Showing posts with label Tresca. Show all posts
Showing posts with label Tresca. Show all posts

24 June 2019

Peers salute Genovese after murder acquittal

On this date in 1946...

Leaders of Mafia crime families based in the eastern U.S.  assembled at Midtown Manhattan's Hotel Diplomat, 108-116 West 43rd Street, on June 24, 1946, for a welcome home banquet in honor of Vito Genovese, according to Dom Frasca's book King of Crime (New York: Crown Publishers, 1959). Pittson, Pennsylvania, boss Santo Volpe was the first to greet the guest of honor, Frasca wrote. Reportedly the most senior of the crime bosses in attendance, Volpe led "Don Vitone" to a leather chair at the head of the table. The remaining twenty-seven Mafiosi, standing around the table, offered their greetings and congratulations.

Genovese actually had been home in the United States for a while by then. He returned from Italy June 1, 1945, in the custody of the U.S. Army Provost Marshal's Office and was turned over to New York prosecutors to stand trial for ordering "hits" on Ferdinand "the Shadow" Boccia and William Gallo in 1934. Boccia was murdered, but Gallo survived. (Genovese also was suspected of calling for the 1943 murder of anti-Fascist editor Carlo Tresca.)

As underboss to Salvatore "Charlie Luciano" Lucania in the summer of 1936, Genovese was poised to take control of a sprawling and highly profitable crime family when Lucania was convicted of compulsory prostitution and given a lengthy prison sentence.

Genovese was naturalized a U.S. citizen in November 1936, but almost immediately obtained a passport to leave the country, as he feared prosecution for the Boccia murder. He served the Fascist regime of Benito Mussolini during World War II but then worked as an interpreter for the occupying American forces beginning in January 1944.

Murder suspects: Genovese, Mike Miranda, George Smurra, Gus Frasca.
(Brooklyn Eagle)

While he was away, Brooklyn prosecutors built the murder case against Genovese and other crime family leaders, largely through the confession of Ernest "the Hawk" Rupolo, who took part in the attacks on Boccia and Gallo, and corroborating testimony of witness Peter LaTempa. On August 7, 1944, a Kings County grand jury indicted Genovese for homicide. That news was transmitted to military officials, and Genovese was arrested in Italy by the end of the month.

It took some time for the extradition process to begin. During that process, prosecutors' only corroborating witness, LaTempa, died in a prison holding cell of a mysterious drug overdose. Corroborating testimony was essential to the case, as state law would not permit conviction based solely on the testimony of an accomplice in the crime.

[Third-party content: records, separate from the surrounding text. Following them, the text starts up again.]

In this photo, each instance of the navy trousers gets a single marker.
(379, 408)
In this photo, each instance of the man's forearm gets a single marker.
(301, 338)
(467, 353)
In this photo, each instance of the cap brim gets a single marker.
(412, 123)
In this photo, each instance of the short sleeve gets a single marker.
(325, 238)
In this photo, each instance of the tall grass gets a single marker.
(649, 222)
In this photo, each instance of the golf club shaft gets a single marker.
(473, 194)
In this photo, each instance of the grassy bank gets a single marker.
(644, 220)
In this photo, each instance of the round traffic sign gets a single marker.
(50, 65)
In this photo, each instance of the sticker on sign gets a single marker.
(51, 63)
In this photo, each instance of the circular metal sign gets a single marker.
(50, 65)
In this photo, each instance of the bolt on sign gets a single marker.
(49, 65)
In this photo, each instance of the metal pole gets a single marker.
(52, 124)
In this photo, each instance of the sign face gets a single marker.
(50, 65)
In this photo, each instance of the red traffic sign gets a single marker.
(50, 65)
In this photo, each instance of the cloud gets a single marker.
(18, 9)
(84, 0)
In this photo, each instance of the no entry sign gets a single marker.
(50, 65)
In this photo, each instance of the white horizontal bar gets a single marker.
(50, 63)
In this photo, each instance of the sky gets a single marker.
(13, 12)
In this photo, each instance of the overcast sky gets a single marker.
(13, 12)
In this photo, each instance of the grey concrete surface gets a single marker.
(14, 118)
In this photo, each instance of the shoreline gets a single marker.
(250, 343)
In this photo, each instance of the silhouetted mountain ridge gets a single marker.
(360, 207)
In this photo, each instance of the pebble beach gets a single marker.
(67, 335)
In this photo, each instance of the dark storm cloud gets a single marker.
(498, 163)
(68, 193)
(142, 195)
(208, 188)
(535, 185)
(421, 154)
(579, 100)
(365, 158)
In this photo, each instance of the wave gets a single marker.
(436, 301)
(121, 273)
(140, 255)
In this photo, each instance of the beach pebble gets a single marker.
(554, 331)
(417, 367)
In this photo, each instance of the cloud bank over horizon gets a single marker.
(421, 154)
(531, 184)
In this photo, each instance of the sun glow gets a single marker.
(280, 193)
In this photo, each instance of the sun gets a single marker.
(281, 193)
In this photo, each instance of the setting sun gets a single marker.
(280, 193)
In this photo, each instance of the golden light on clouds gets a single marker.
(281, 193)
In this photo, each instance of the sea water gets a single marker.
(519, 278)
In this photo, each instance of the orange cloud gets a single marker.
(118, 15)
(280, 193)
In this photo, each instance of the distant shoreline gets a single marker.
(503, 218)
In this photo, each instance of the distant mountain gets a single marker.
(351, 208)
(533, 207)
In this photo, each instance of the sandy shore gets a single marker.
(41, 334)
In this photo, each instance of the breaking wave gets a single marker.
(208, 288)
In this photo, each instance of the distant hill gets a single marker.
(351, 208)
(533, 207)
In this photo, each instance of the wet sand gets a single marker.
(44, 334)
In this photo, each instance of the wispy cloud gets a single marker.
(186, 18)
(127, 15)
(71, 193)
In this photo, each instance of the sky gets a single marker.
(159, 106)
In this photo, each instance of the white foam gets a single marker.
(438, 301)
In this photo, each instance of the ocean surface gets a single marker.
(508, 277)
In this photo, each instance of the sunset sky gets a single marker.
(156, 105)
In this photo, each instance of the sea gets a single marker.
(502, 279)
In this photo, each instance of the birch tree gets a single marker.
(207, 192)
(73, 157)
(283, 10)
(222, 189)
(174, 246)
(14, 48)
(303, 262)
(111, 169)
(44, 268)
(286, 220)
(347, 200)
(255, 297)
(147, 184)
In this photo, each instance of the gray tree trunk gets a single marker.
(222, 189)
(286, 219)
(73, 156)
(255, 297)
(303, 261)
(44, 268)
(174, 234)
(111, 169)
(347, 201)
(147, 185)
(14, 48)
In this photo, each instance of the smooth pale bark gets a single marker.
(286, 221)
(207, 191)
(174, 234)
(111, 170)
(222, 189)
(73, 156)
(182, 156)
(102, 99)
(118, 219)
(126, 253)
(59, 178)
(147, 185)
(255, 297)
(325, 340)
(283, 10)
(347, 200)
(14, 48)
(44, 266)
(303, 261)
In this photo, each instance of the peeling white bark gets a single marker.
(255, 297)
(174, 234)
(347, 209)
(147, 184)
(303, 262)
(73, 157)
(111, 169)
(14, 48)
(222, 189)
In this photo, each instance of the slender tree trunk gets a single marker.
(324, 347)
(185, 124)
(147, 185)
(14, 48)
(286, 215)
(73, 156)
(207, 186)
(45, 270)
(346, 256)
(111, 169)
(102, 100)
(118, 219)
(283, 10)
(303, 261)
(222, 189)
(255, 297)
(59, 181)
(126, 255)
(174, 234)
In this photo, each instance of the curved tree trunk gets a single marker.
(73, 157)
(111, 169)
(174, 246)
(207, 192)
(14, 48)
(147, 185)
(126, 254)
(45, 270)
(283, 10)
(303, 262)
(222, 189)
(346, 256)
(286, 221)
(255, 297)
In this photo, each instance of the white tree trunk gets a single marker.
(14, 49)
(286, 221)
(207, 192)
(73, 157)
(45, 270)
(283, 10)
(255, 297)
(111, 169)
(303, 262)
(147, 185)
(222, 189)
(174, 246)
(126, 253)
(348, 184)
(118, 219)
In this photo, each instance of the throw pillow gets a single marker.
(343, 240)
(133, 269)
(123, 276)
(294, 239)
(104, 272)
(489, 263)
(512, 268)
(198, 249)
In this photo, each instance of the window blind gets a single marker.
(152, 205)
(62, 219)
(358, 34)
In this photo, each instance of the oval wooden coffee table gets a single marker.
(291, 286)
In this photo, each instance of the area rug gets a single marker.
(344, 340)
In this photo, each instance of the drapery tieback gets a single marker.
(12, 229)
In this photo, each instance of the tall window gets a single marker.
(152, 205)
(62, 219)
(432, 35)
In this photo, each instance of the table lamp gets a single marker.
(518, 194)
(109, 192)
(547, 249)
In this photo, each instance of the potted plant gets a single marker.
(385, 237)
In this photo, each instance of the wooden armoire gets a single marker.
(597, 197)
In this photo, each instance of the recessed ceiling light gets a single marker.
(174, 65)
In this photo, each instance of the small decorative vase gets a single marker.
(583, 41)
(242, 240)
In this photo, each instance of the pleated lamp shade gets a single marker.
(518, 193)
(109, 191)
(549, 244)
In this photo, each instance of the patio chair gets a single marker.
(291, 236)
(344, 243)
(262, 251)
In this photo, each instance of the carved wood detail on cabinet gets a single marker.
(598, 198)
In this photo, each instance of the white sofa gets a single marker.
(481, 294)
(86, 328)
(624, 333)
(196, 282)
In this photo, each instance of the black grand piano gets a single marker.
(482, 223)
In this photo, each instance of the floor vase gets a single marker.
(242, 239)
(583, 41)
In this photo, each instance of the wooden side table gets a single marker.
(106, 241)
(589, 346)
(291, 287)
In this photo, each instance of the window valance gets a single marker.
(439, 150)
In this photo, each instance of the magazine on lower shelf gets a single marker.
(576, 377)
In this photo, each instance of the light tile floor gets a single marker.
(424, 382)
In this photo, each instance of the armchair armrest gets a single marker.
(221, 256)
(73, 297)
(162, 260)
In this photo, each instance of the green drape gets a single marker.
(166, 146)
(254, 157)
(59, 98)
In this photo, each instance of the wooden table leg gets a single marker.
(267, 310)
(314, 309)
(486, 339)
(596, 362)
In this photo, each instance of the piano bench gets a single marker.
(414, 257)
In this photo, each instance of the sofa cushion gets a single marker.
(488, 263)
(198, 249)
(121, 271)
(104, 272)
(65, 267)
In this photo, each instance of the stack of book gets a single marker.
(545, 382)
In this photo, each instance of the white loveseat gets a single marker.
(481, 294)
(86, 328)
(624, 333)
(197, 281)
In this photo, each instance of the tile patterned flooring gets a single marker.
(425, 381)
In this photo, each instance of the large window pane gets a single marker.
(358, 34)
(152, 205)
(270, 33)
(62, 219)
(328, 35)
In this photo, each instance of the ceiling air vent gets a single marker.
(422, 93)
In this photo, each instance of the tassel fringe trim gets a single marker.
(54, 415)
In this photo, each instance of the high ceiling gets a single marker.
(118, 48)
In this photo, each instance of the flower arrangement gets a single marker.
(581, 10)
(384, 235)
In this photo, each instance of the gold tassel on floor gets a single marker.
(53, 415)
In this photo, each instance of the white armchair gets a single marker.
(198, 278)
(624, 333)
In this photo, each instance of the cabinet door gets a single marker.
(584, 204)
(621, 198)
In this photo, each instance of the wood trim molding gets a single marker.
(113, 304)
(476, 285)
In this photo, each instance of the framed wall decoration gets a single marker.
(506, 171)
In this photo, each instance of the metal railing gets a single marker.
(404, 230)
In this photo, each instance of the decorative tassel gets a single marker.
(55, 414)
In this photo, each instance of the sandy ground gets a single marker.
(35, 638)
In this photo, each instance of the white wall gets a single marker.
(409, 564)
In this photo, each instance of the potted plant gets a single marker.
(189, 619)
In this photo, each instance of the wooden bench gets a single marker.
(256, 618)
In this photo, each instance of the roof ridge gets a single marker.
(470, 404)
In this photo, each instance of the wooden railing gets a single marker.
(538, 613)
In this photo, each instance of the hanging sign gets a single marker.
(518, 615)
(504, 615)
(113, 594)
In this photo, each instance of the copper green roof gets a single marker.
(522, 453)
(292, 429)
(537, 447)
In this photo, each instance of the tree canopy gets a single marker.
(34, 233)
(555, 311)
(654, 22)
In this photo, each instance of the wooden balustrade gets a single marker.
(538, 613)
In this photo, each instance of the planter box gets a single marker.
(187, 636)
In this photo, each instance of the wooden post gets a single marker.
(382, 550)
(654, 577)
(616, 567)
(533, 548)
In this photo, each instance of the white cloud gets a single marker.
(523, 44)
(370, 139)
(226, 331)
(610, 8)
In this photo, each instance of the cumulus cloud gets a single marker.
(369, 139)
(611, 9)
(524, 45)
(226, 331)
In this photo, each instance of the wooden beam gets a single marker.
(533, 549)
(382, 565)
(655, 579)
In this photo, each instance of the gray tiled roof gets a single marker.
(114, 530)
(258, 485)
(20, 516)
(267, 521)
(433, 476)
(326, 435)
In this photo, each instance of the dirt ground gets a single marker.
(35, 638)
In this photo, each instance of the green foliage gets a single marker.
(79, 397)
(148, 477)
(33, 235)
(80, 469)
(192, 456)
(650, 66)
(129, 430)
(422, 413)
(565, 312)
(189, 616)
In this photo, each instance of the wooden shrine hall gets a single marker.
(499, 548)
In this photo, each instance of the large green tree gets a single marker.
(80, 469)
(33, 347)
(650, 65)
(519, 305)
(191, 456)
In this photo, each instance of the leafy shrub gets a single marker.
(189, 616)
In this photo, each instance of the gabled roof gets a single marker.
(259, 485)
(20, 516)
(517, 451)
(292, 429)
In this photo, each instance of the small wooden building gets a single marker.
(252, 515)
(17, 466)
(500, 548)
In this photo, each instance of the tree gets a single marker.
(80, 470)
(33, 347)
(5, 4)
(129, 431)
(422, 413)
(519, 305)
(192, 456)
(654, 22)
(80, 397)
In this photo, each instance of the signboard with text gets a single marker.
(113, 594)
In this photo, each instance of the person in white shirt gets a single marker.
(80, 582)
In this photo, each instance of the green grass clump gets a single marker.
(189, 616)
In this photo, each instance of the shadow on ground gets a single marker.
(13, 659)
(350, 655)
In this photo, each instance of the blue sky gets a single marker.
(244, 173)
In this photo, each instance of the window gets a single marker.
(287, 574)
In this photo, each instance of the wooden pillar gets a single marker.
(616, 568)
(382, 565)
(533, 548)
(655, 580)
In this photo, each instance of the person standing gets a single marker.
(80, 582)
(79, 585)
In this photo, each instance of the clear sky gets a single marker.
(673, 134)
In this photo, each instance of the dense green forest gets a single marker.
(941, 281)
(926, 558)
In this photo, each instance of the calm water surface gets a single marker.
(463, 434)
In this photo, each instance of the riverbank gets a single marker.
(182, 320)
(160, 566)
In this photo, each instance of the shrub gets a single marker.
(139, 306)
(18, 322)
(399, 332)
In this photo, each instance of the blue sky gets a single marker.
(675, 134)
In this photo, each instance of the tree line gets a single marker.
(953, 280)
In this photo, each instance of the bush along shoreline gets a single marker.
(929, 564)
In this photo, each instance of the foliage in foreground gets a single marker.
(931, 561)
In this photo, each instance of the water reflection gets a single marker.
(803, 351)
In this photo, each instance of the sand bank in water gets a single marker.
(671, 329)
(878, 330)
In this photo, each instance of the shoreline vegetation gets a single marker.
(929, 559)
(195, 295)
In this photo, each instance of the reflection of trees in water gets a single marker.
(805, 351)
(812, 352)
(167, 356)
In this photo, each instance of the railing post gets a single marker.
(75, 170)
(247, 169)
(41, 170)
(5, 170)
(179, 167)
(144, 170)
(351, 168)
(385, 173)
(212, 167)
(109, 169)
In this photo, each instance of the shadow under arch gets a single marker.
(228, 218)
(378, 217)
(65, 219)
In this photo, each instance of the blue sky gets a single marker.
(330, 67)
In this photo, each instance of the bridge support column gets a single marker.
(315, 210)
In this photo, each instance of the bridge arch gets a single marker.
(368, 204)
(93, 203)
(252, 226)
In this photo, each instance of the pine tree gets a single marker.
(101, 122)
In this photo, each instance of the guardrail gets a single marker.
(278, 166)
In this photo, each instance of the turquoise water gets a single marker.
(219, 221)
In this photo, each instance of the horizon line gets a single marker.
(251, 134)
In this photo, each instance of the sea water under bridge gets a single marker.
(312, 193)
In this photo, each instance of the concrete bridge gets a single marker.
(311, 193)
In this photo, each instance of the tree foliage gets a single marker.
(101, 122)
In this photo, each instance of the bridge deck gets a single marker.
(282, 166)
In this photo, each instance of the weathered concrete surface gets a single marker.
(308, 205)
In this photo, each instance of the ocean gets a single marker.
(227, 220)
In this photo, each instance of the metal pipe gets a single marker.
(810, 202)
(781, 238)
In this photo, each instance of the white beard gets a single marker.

Prosecutors went ahead with the case following Genovese's return. Genovese was arraigned for the Boccia murder in Kings County Court on June 2, 1946. Trial began on June 6. Rupolo stepped to the witness stand the next day and testified that he was hired by Genovese to eliminate Boccia and Gallo. William Gallo also testified. The state rested its case that day, and the defense immediately moved that the charge against Genovese be dismissed due to lack of evidence.

Hotel Diplomat
(Museum of City of New York)
Judge Samuel Leibowitz (a former criminal defense attorney) dismissed the indictment and directed a verdict of not guilty. But he clearly wasn't happy about the situation. "I am constrained by law to dismiss the indictment and direct the jury to acquit you," the judge stated. "...You and your criminal henchmen thwarted justice time and again by devious means, among which were the terrorizing of witnesses, kidnaping them, yes, even murdering those who could give evidence against you. I cannot speak for the jury, but I believe that if there were even a shred of corroborating evidence, you would have been condemned to the chair."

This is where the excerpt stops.